I charge an outsourced certificate for the environment in which I am working, the error seems to be the password (incorrect), BUT it is not so , I have opened the certificate using the same key, I have decrypted the encrypted key and gives me shows exactly the same as I'm trying.
app-cxf-client.xml
<bean id="usernameTokenOutInt" class="es.*******.*****.security.osgi.interceptor.WSS*******OutInterceptor">
<property name="id" value="es.******.*****.wss.UsernameToken"/>
<property name="properties">
<map>
<entry key="action" value="UsernameToken"/>
<entry key="passwordType" value="PasswordText"/>
<entry key="passwordCallbackClass" value="es.****.*****.security.osgi.header.passwordHandler.UsernameCallbackHandler"/>
<entry key="addUTElements" value="Nonce"/>
<entry key="actor" value="http://www.**********.org/********/Authentication/1.0"/>
</map>
</property>
</bean>
<bean id="signatureOutInt" class="es.*****.******.security.osgi.interceptor.WSS******OutInterceptor">
<property name="id" value="es.*****.****.wss.Signature"/>
<property name="properties">
<map>
<entry key="action" value="Signature"/>
<entry key="user" value="ALIAS_CERTIFICADO"/>
<entry key="passwordType" value="PasswordText"/>
<entry key="passwordCallbackClass" value="es.*****.*****.security.osgi.header.passwordHandler.UsernameCallbackHandler"/>
<!--<entry key="signaturePropFile" value="client_sign.properties"/>-->
<entry key="signaturePropFile" value="config://webapp/client_sign.properties"/>
<entry key="signatureKeyIdentifier" value="DirectReference"/>
<entry key="actor" value="http://www.******.org/*****/Authentication/1.0"/>
<entry key="signatureParts" value="{Element}{http://docs.oasis-open.org/wss/2004/01/oasis-200401-wss-wssecurity-secext-1.0.xsd}UsernameToken;{Element}{http://schemas.xmlsoap.org/soap/envelope/}Body;{Element}{http://*****.****.es}****Headers"/>
</map>
</property>
</bean>
ERROR
javax.xml.ws.soap.SOAPFaultException: SECURITY_FAILED
at org.apache.cxf.jaxws.JaxWsClientProxy.invoke(JaxWsClientProxy.java:156)

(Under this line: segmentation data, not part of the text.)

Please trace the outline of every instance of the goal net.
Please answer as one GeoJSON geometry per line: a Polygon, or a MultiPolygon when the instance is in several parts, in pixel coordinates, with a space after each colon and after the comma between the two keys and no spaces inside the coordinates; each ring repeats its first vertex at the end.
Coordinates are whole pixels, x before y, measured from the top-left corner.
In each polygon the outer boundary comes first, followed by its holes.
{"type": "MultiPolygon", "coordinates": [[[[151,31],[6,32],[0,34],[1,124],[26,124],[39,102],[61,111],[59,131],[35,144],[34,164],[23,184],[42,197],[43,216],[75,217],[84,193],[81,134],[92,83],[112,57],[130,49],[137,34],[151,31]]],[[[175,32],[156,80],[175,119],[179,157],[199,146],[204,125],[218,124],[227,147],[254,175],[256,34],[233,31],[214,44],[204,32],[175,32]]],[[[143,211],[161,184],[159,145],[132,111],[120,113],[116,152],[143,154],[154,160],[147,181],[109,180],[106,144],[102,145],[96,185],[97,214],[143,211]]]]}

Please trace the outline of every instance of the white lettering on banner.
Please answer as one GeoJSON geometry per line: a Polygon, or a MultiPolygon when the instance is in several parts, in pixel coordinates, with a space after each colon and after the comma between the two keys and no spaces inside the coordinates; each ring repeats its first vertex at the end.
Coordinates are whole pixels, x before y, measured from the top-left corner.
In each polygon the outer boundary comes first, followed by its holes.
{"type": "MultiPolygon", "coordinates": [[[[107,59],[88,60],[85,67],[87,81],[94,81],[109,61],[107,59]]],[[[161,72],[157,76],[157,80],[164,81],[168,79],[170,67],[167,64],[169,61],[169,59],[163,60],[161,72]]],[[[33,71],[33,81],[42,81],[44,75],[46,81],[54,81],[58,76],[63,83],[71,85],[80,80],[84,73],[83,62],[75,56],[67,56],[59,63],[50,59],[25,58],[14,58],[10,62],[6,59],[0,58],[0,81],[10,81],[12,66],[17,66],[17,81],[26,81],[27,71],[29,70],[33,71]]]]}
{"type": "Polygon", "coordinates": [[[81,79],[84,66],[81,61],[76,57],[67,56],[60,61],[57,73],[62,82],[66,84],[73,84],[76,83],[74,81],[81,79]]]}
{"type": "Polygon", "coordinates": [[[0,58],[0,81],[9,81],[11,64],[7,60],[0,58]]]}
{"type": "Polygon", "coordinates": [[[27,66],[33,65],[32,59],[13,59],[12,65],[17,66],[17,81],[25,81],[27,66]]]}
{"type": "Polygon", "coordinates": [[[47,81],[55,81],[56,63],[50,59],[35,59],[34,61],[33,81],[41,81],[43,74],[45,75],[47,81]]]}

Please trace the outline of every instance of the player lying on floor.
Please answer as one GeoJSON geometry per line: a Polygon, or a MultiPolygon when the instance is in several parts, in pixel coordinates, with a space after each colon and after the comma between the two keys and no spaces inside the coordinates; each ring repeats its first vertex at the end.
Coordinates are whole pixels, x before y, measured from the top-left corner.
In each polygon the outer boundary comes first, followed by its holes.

at com.sun.proxy.$Proxy72.recuperarURIPersona(Unknown Source)
at es.****.****.consolas.webapp.services.BDOrgService.obtenerUriUsuario(BDOrgService.java:98)
at es.****.****.consolas.webapp.services.BDOrgService.obtenerUsuario(BDOrgService.java:69)

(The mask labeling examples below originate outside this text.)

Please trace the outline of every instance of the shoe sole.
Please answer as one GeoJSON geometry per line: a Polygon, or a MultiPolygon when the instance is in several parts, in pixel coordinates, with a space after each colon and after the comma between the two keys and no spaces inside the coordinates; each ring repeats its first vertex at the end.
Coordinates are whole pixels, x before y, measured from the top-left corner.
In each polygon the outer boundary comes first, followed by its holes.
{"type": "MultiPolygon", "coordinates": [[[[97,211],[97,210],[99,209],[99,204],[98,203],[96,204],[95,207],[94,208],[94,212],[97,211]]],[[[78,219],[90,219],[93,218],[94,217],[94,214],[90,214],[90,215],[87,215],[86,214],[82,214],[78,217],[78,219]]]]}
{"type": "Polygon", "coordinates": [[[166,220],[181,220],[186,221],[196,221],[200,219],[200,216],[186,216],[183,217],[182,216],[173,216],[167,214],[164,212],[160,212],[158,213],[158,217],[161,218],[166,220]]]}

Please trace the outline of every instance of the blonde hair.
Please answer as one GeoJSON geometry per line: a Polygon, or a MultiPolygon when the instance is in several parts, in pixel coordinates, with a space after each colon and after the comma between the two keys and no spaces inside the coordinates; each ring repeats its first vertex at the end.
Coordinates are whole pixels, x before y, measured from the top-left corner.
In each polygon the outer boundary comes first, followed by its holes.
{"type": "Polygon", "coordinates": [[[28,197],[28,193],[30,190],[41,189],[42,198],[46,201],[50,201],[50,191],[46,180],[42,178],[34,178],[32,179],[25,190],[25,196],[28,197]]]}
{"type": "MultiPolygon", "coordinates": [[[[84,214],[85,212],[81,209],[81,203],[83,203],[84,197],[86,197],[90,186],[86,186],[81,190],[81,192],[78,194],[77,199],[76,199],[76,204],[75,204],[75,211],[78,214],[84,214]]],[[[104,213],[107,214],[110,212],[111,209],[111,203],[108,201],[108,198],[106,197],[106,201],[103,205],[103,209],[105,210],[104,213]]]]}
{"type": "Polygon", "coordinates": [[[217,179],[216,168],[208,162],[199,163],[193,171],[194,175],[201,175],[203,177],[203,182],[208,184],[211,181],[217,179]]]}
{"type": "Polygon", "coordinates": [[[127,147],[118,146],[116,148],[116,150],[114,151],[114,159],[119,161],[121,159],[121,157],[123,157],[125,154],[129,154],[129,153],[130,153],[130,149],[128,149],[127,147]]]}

at es.****.****.consolas.webapp.services.LoginService.guardarAtributosSession(LoginService.java:72)
at es.****.****.consolas.webapp.interceptors.UserSessionInterceptor.guardarAtributosSession(UserSessionInterceptor.java:105)
at es.****.****.consolas.webapp.interceptors.UserSessionInterceptor.preHandle(UserSessionInterceptor.java:78)
at org.springframework.web.servlet.HandlerExecutionChain.applyPreHandle(HandlerExecutionChain.java:134)
at org.springframework.web.servlet.DispatcherServlet.doDispatch(DispatcherServlet.java:958)
at org.springframework.web.servlet.DispatcherServlet.doService(DispatcherServlet.java:897)
at org.springframework.web.servlet.FrameworkServlet.processRequest(FrameworkServlet.java:970)
at org.springframework.web.servlet.FrameworkServlet.doGet(FrameworkServlet.java:861)
at javax.servlet.http.HttpServlet.service(HttpServlet.java:621)
at org.springframework.web.servlet.FrameworkServlet.service(FrameworkServlet.java:846)
at javax.servlet.http.HttpServlet.service(HttpServlet.java:728)
at org.apache.catalina.core.ApplicationFilterChain.internalDoFilter(ApplicationFilterChain.java:305)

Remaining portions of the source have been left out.